Most Project Management Software has the ability to mark certain Tasks as Milestones. Some PPM softwares also offer a set of customizable Milestones — a "Milestone Path" – to encourage standardization across Projects. A few sophisticated Project Portfolio Management Software packages even let you pre-assign a Milestone Path to Tasks in a Template, ensuring consistency across Projects.

However, what if the detailed Tasks required to support the work plan don’t align well with the Milestones the Project Management Office (PMO) wants to see? Or what if Projects encompass multiple, similar Milestones across large parts of work? Even in some of the most advanced Project Management Tools, the built-in Milestone features simply can’t accommodate these requirements.

Fortunately, there is a different technique that not only addresses these limitations, but opens the door to a whole new way of presenting Project Information in a Gantt Chart.


Trial Run

The screen-shot below represents a complex Project. There are lots of detailed Tasks required for execution, but in a way that doesn’t align very well to the Milestones the PMO needs to track. Furthermore, the Project plan Branches at Stage 2 into Parts 1, 2, and 3: similar sub-Projects with different timing and effort, but the same Milestones across them. A high resolution version and sample MS Project file are also available for download.


Going The Extra Milestone Example


The shaded portion at the top represents the normal Project Details. The bottom half is the new concept: a Project Summary of what people outside the Project most care about. In this case, it contains a summary "Highlights Task" for Part 1 (red), 2 (yellow), and 3 (purple).
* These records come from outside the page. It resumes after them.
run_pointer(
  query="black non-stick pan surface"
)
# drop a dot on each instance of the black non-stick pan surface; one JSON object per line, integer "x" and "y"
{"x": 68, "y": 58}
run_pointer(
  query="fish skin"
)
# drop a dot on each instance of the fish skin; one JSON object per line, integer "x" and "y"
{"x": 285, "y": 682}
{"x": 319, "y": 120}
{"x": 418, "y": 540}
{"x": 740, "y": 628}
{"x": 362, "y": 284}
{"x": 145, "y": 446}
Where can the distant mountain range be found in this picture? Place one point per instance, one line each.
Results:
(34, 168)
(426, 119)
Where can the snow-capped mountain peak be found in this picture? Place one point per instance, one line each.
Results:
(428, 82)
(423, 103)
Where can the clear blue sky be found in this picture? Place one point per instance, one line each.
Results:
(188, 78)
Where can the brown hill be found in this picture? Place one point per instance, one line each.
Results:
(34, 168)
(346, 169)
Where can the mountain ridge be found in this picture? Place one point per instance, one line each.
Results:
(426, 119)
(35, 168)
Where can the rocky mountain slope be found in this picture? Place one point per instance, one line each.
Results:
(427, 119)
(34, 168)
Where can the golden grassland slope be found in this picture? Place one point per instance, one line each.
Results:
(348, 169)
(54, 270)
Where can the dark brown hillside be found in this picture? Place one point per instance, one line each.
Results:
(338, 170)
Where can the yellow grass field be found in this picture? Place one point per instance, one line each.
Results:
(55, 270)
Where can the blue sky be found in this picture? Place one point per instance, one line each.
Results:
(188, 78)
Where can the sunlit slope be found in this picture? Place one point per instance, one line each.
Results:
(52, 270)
Beneath each Part are three "Milestone Tasks": PSum Stage 1, 2, and 3. Each has a token Duration of 0.1 Hours for percent complete calculations, and zero Work required.

The vertical lines highlight the trick. The PM drags constraints from the appropriate Tasks in the Project Details — regardless of where they are buried — to the corresponding Milestone Tasks. PSum Stage 1 and 2 are Start-to-Start constraints, and PSum Stage 3 is a Finish-to-Finish constraint. As the constraints snap the Milestone Tasks in place, they roll up and drive out the footprint of their Highlights Task.

This Project Summary technique offers several interesting effects and opportunities for you to:

  • Plan the Project Based Work as needed, decoupling it from the PMO Milestone requirements
  • Meet the need of some complex Projects to show repeating Milestones across sub-Projects
  • Quickly "collapse down" to a simplified view of the Project Highlights
  • Search for the Milestone Tasks alone across multiple Projects, and view them in Gantt format, removing the noise of the Project Details
  • Leverage the resulting predictable Percent Complete values (0%, 33%, 67%, and 100% in this example) to perform additional logic — in Workfront, for example, you could put Custom Data behind the Highlights Task and add a Calculation Parameter to compute which Gate each Part is at over time
  • Create additional Project Summaries based on other Tasks for different viewers


Crossing the Finish Line

I hope the Project Summary technique inspires you to rethink how you structure Projects in your Project Management Software. I should note that, in the case of Workfront, there is no built-in way for the Milestone Tasks to automatically complete when their controlling Predecessor completes. I’m working on it…but that’s another article.